Audio sample rate in Hz. When None, uses the pipeline’s configured sample rate.
params
FalSTTService.InputParams
default:"None"
deprecated
Configuration parameters for the Wizper API. Deprecated in v0.0.105. Use settings=FalSTTService.Settings(...) instead.
settings
FalSTTService.Settings
default:"None"
Runtime-configurable settings for the STT service. See Settings below.
ttfs_p99_latency
float
default:"FAL_TTFS_P99"
P99 latency from speech end to final transcript in seconds. Override for your deployment.

Settings

Runtime-configurable settings passed via the settings constructor argument using FalSTTService.Settings(...). These can be updated mid-conversation with STTUpdateSettingsFrame. See Service Settings for details.
ParameterTypeDefaultDescription
modelstrNoneSTT model identifier. (Inherited from base STT settings.)
languageLanguage | strLanguage.ENLanguage of the audio input. (Inherited from base STT settings.)

Usage

Basic Setup

from pipecat.services.fal.stt import FalSTTService

stt = FalSTTService(
    api_key=os.getenv("FAL_KEY"),
)

With Custom Parameters

from pipecat.services.fal.stt import FalSTTService
from pipecat.transcriptions.language import Language

stt = FalSTTService(
    api_key=os.getenv("FAL_KEY"),
    task="transcribe",
    version="3",
    settings=FalSTTService.Settings(
        language=Language.ES,
    ),
)

Translation Mode

stt = FalSTTService(
    api_key=os.getenv("FAL_KEY"),
    task="translate",
    settings=FalSTTService.Settings(
        language=Language.FR,
    ),
)
The InputParams / params= pattern is deprecated as of v0.0.105. Use Settings / settings= instead.
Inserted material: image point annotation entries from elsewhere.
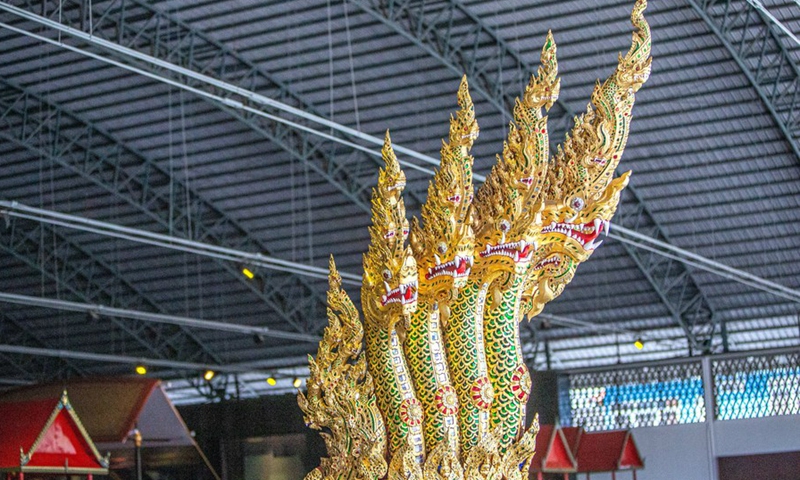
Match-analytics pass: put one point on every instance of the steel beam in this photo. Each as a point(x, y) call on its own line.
point(106, 311)
point(15, 331)
point(758, 50)
point(134, 178)
point(140, 26)
point(82, 276)
point(451, 33)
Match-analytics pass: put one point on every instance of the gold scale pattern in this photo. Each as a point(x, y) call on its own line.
point(438, 388)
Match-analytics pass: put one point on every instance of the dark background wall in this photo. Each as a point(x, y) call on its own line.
point(222, 428)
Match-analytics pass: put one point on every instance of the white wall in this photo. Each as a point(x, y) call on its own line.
point(683, 451)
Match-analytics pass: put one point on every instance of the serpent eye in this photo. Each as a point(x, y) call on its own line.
point(577, 204)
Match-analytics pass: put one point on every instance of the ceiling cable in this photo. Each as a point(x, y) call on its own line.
point(667, 250)
point(15, 209)
point(102, 310)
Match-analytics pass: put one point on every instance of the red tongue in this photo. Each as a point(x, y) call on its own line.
point(409, 294)
point(462, 267)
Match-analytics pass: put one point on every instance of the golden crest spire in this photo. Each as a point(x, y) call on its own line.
point(440, 389)
point(582, 194)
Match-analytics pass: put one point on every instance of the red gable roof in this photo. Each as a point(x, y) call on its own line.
point(50, 437)
point(552, 452)
point(607, 451)
point(573, 436)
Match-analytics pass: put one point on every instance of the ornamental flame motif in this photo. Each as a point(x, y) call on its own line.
point(438, 388)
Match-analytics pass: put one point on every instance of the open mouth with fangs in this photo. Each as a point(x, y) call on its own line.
point(586, 233)
point(458, 267)
point(518, 251)
point(554, 261)
point(404, 294)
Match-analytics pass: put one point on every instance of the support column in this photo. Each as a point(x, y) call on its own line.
point(708, 397)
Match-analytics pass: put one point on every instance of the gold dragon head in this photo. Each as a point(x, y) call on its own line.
point(582, 194)
point(443, 242)
point(390, 287)
point(507, 205)
point(340, 400)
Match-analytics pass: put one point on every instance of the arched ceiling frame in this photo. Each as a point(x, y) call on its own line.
point(759, 51)
point(101, 158)
point(139, 26)
point(88, 279)
point(454, 35)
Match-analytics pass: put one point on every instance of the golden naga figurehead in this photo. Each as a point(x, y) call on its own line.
point(507, 206)
point(443, 243)
point(340, 401)
point(582, 194)
point(390, 285)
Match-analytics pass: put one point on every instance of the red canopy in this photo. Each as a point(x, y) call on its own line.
point(46, 436)
point(607, 452)
point(552, 453)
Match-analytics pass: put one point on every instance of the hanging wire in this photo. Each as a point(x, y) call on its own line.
point(352, 68)
point(309, 215)
point(186, 179)
point(331, 114)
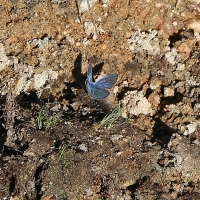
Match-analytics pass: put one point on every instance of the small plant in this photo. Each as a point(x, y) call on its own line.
point(62, 153)
point(46, 120)
point(110, 119)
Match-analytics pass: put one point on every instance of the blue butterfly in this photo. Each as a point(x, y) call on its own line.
point(98, 90)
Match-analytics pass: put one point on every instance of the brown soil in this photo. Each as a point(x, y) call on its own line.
point(45, 47)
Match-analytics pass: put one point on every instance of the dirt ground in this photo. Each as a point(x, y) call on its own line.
point(52, 141)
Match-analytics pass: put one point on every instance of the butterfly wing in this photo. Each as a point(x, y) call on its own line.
point(89, 73)
point(107, 82)
point(99, 93)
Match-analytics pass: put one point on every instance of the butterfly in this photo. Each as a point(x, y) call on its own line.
point(99, 89)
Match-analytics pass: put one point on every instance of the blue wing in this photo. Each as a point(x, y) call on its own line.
point(107, 82)
point(98, 93)
point(89, 73)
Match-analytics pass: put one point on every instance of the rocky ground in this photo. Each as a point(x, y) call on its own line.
point(53, 144)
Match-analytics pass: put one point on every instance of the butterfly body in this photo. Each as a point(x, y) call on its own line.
point(99, 89)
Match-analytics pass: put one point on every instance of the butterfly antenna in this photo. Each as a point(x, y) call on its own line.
point(92, 18)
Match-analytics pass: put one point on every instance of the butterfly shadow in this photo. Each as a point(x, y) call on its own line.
point(79, 78)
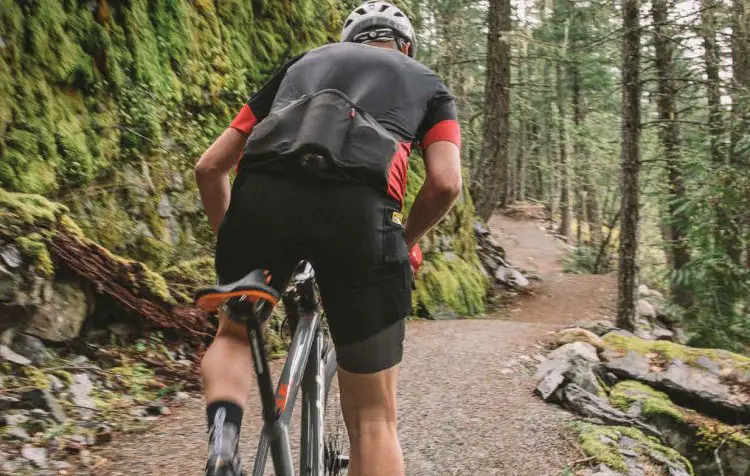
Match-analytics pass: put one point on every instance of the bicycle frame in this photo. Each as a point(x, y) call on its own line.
point(303, 369)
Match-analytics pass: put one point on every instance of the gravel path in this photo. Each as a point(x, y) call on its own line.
point(466, 398)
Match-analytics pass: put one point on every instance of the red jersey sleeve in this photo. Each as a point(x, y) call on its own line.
point(440, 122)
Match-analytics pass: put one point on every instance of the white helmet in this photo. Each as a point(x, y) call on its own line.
point(376, 17)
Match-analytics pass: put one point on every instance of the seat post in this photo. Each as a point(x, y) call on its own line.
point(253, 314)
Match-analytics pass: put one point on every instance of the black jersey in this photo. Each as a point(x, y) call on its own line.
point(364, 106)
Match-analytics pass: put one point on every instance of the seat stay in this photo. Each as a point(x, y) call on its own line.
point(274, 435)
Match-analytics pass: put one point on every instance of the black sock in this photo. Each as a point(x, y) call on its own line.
point(223, 411)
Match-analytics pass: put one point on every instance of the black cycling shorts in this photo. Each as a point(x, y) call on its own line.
point(353, 237)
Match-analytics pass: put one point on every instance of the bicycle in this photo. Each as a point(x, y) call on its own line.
point(310, 365)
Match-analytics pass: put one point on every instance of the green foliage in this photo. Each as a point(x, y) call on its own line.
point(583, 260)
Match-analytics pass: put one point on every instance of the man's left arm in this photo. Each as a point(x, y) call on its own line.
point(213, 168)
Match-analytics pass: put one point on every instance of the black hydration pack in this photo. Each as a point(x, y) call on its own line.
point(325, 133)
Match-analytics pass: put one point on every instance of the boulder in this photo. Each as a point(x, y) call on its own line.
point(643, 291)
point(30, 347)
point(7, 355)
point(645, 309)
point(693, 435)
point(511, 277)
point(628, 451)
point(80, 391)
point(61, 314)
point(711, 381)
point(575, 334)
point(43, 399)
point(570, 363)
point(37, 456)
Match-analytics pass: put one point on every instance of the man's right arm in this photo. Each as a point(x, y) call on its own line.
point(440, 137)
point(440, 189)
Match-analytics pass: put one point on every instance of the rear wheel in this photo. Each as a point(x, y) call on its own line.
point(335, 437)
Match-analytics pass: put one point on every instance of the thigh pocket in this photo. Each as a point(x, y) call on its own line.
point(394, 244)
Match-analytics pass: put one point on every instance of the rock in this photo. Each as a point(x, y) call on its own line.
point(659, 333)
point(7, 402)
point(61, 466)
point(569, 363)
point(30, 347)
point(656, 294)
point(181, 397)
point(604, 470)
point(588, 405)
point(42, 398)
point(79, 361)
point(616, 445)
point(716, 385)
point(511, 277)
point(685, 430)
point(574, 334)
point(80, 391)
point(13, 419)
point(643, 291)
point(60, 317)
point(10, 256)
point(645, 309)
point(7, 355)
point(17, 433)
point(582, 349)
point(55, 384)
point(38, 456)
point(103, 435)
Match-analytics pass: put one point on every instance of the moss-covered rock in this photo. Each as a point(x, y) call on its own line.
point(694, 435)
point(451, 282)
point(615, 446)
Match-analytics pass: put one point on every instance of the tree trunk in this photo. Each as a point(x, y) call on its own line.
point(740, 156)
point(723, 235)
point(629, 166)
point(677, 222)
point(566, 202)
point(497, 110)
point(522, 139)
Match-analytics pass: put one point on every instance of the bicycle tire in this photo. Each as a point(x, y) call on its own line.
point(335, 438)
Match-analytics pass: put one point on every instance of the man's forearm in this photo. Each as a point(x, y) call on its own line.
point(215, 194)
point(429, 208)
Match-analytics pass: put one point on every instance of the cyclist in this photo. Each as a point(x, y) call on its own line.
point(321, 152)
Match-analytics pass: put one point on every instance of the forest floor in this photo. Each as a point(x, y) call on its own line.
point(466, 402)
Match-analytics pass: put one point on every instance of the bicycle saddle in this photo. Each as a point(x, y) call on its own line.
point(254, 286)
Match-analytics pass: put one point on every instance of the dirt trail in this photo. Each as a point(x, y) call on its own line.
point(466, 403)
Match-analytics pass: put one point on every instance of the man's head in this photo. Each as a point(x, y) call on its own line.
point(380, 24)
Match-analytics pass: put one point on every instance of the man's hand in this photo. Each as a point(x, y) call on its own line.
point(212, 174)
point(415, 258)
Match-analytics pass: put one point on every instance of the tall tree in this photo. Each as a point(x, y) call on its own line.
point(740, 137)
point(566, 199)
point(669, 136)
point(723, 234)
point(497, 109)
point(629, 165)
point(523, 77)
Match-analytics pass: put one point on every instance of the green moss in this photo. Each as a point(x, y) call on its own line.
point(455, 283)
point(670, 351)
point(655, 403)
point(33, 246)
point(600, 442)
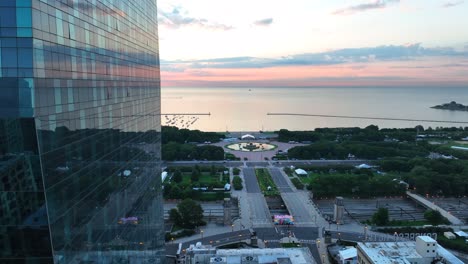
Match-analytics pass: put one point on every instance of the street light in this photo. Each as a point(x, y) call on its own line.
point(365, 233)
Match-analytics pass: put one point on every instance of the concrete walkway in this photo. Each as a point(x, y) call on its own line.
point(431, 205)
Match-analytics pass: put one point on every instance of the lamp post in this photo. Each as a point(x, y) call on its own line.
point(365, 233)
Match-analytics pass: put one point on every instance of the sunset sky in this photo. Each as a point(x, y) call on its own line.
point(251, 43)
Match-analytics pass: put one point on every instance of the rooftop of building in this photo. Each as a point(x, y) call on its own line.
point(257, 255)
point(402, 252)
point(390, 252)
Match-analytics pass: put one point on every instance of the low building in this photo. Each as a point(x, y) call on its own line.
point(201, 255)
point(301, 172)
point(247, 137)
point(449, 235)
point(348, 256)
point(424, 250)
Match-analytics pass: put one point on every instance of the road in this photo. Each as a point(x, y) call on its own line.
point(279, 163)
point(259, 213)
point(216, 240)
point(280, 181)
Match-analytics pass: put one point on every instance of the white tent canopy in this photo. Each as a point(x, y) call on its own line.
point(348, 253)
point(300, 172)
point(364, 166)
point(461, 234)
point(247, 136)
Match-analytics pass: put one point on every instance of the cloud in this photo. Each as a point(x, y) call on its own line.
point(377, 4)
point(175, 19)
point(407, 52)
point(264, 22)
point(452, 3)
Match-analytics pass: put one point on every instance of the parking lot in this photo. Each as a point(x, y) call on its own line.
point(456, 206)
point(362, 209)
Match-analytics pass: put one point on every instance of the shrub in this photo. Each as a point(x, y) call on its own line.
point(299, 185)
point(237, 183)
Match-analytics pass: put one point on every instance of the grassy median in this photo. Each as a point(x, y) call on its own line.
point(264, 180)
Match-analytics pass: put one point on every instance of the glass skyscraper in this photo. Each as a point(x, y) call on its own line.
point(80, 132)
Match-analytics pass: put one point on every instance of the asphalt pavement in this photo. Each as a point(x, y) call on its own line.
point(251, 183)
point(280, 181)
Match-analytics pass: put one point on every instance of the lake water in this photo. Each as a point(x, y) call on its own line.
point(245, 109)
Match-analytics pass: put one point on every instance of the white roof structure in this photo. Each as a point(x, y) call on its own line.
point(348, 253)
point(247, 136)
point(460, 148)
point(363, 166)
point(267, 255)
point(163, 176)
point(401, 252)
point(461, 233)
point(300, 172)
See the Service Settings guide for migration details.

Notes

  • Segmented processing: FalSTTService inherits from SegmentedSTTService, which buffers audio during speech (detected by VAD) and sends complete segments for transcription. This means it does not provide interim results — only final transcriptions after each speech segment.
  • Translation support: Set task="translate" to translate audio into English, regardless of the input language.
  • Wizper versions: The version parameter selects the underlying Whisper model version. Version "3" is the default and recommended for best accuracy.